Serat ini hanya dapat dicelup dengan zat warna non ionik (zat
warna.dispersi) yang praktis tidak larut dalam air.
Cara
melarutkannya dengan bantuan zat lain. Zat warna dispersi di gunakan
dalam bentuk dispersi yang halus dalam air ukuran partikel dispersi 0,5
mikron di sebabkan oleh sifatnya yang hidrofobik maka zat warna ini
mempunyai daya afinitas yang tinggi terhadap serat polyester yang juga
bersifat hidrofobik.
Dalam
proses pencelupan, partikel zat warna masuk kedalam serat dalam keadaan
terdispersi molekuler dan terikat dalam serat. Zat warna dispersi dapat
di buat dari beberapa struktur kimia yang berbeda.
Struktur kimia yang umum di gunakan dalam zat warna dispersi dan persentasi penggunaannya adalah sebagai berikut:
- Azo (NN) : 55%
- Diazo (NN-NN) : 10%
- Antrakwinon : 20%
- Lain – lain : 15%
kelarutan
Meskipun
Azobenzena, Antrakuinon dan Defilamina dalam bentuk dispersi dapat
mencelup kedalam hidrofop, dalam perdagangan kebanyak zat warna dispersi
mengandung gugus aromatik dan alifatik yang mengikat gugus fungsional
(-OH, -NH2-BHR, dsb.) dan bentuk sebagai gugus pemberi (donor) Hidrogen.
Gugus fungsional tersebut merupakan pengikat dipol (dwikutub) dan juga
membentik ikatan hidrogen dengan gugus karbonol atu gugus asentil dari
serat poliester.
Adanya gugus aromatik OH dan alifatik AH2 dan gugus fungsional yang lain menyebabkan zat warna sedikit larut dalam air.
Zat
warna dispersi mempunyai daya kelarutan air dingin yang sangat rendah
akan tetapi dengan peningkatan temperatur daya kelarutan dapat meningkat
dengan cepat sampai beberapa ratus gram/L. Yang sangat penting dalam
proses pencelupan adalah daya kelarutan. Daya kelarutan dipengarungi
oleh :
a) Kecepatan penyerapan zat warna
b) Banyak / sedikitnya penyerapan
c) Migrasi
d) Penodaan pada serat campuran.
Sensitifitas
Zat warna dispersi yang berupa partikel-partikel kecil tidak mungkin berada pada keadaan terdispersi yang stabil tanpa adanya zat pendispersi (Dispersing Agent)

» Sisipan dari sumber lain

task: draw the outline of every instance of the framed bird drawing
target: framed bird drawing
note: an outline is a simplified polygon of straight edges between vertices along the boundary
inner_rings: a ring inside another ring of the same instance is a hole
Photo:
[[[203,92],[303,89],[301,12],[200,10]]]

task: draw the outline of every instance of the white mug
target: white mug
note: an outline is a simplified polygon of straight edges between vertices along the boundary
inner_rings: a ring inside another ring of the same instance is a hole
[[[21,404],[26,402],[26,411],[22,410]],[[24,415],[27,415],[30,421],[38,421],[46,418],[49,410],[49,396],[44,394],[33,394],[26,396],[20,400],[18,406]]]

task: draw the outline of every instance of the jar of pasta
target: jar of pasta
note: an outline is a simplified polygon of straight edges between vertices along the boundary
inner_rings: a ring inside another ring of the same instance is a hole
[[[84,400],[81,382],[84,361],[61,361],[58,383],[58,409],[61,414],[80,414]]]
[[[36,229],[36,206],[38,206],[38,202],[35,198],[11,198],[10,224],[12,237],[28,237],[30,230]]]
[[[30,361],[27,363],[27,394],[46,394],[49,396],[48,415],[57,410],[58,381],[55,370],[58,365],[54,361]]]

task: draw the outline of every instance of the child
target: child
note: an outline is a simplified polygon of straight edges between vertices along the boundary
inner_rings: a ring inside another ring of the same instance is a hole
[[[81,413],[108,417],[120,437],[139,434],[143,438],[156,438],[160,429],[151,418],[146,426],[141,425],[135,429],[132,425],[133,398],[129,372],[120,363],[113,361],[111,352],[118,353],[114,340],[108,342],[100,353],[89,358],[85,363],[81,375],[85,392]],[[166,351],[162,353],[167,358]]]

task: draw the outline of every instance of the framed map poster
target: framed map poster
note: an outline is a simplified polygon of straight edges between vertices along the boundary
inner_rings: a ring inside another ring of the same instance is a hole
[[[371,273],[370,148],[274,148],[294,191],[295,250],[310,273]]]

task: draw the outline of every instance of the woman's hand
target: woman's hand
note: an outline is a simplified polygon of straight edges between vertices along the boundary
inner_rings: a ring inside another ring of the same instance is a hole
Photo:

zat pendispersi ini berfungsi sebagai pelindung di sekeliling zat warna
sehingga adanya gaya elektrostatis yang saling tolak menolak juga dapat
membantu terjadinya stabilitas. Kestabilan dispersi zat warna di
pengaruhui oleh:
a) Jenis zat pendispersi : umumnya yang digunakan adalah jenis an ionik yaitu lignin sulfonat yang berasal dari alam tetapi ada pula yang berasal dari sintetik.
b) Kualitas dari pigmen zat warna dan ketidakmurnian pigmen zat warna
c) Bentuk kristal dari pigmen zat warna. Bentuk kristal tertentu mudah dibersihkan dan ada yang relatip sulit .

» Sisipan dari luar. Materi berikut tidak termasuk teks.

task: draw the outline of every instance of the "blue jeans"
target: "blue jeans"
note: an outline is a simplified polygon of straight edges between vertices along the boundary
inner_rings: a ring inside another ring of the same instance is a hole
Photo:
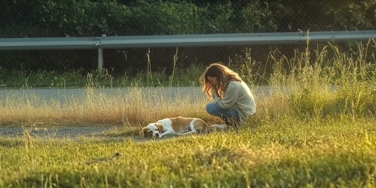
[[[223,110],[214,103],[208,104],[206,108],[206,112],[209,114],[221,118],[224,123],[227,125],[233,125],[233,123],[238,123],[240,121],[239,113],[235,109]]]

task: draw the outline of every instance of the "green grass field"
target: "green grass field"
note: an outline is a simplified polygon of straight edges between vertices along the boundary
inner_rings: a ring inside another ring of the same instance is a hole
[[[327,50],[336,58],[328,58]],[[221,123],[205,111],[209,99],[167,99],[158,88],[145,92],[135,83],[129,93],[106,95],[92,79],[86,95],[62,105],[32,93],[2,96],[2,126],[121,128],[76,139],[27,132],[0,136],[0,186],[374,187],[376,62],[360,50],[354,57],[329,47],[317,56],[274,59],[265,79],[269,94],[255,96],[256,116],[235,129],[188,136],[143,139],[138,133],[147,123],[179,115]],[[257,78],[244,76],[253,89]]]

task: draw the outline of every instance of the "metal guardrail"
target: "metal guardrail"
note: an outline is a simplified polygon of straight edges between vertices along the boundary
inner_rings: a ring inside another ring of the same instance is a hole
[[[305,43],[302,32],[98,37],[0,39],[0,50],[63,50],[218,45],[293,44]],[[312,42],[368,41],[376,30],[311,32]]]
[[[0,38],[0,50],[98,49],[98,70],[102,69],[104,49],[194,47],[220,45],[294,44],[305,43],[306,33],[266,33],[98,37]],[[367,41],[376,30],[315,32],[311,42]]]

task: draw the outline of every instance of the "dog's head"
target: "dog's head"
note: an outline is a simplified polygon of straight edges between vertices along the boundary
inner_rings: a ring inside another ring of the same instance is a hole
[[[156,137],[162,133],[163,125],[160,123],[150,123],[140,131],[141,138],[145,136]]]

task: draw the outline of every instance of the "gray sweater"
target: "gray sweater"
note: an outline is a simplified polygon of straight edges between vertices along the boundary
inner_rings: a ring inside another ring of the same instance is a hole
[[[234,109],[238,111],[240,121],[243,122],[248,115],[256,112],[255,99],[247,84],[243,81],[230,81],[221,99],[216,94],[213,95],[214,101],[220,108],[226,110]]]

d) Distribusi partikel ukuran zat warna
Zat warna pigmen
Zat
warna pigmen hanya berupa kromogen zat warna yang tidak mempunyai gugus
yang dapat berikatan dengan serat sehingga dalam proses pencapan dan
pencelupannya perlu dibantu dengan binder yang berperan sebagai zat
pengikat antara serat dan zat warna, sehingga ketahanan lunturnya sangat
ditentukan oleh kekuatan pelapisan zat warna oleh binder.
Zat
warna pigmen adalah zat warna yang hanya mengandung kromofor saja
sehingga pada pencelupannya perlu dibantu dengan zat pengikat yang
disebut binder/penggikat karena tidak dapat berikatan dengan serat. Unsur-unsur
yang terdapat didalam zat warna pigmen antara lain, garam-garam
organik, oksida organik, gugus azo, logam berwarna dan lain-lain. Zat
warna ini luntur dalam dimetil formamida pekat dan dimetil formadida 1:1
kecuali untuk zat warna pigmen ftalosianin atau yang berasal dari zat
warna pigmen anorganik
Tidak
seperti zat warna lainnya yang digunakan pada pencelupan bahan tekstil,
maka zat warna pigmen yang tidak mempunyai auksokrom ini digunakan juga
untuk mewarnai tekstil. Pada umumnya dilakukan dengan cara pencapan,
akan tetapi seringkali juga digunakan untuk mencelup bahan dengan
kualitas kasar sampai sedang.
Untuk
pencelupan, karena tidak memiliki auksokrom maka tidak dapat digunakan
untuk mencelup benang dengan cara exhaust. Untuk mencelup kain digunakan
cara padding dan pada umumnya hanya mewarnai pada permukaan saja. Sifat
ketahanan lunturnya sangat ditentukan oleh kekuatan pelapisan zat warna
oleh binder yang digunakan. Binder ini dapat membentuk lapisan film
dengan bantuan asam yang diperoleh dari katalis dan adanya panas pada
waktu curing.
Zat warna belerang
Termasuk zat warna yang tidak larut dalam air, warnanya terbatas dan suram, tetapi ketahanan lunturnya tinggi kecuali terhadap khlor (kaporit). Harganya relatf murah, dan warna yang paling banyak digunakan adalah warna hitam. Zat warna belerang banyak digunakan untuk pencelupan serat kapas kualitas menengah kebawah.
Struktur
molekul zat warna belerang terdiri dari kromogen yang mengandung
belerang yang dihubungkan dengan kromogen lainnya melalui jembatan
disulfida ( -S-S-), sehingga strukturnya menjadi relatif besar
Zat warna belerang adalah zat warna yang mengandung unsur belerang sebagai kromofor. Struktur molekulnya merupakan molekul yang kompleks dan tidak larut dalam air oleh karena itu dalam pencelupannya diperlukan reduktor natrium sulfide dan soda abu untuk melarutkannya. Untuk membentuk zat warna maka perlu proses oksidasi baik dengan udara maupun dengan bantuan oksidator-oksidator lainnya.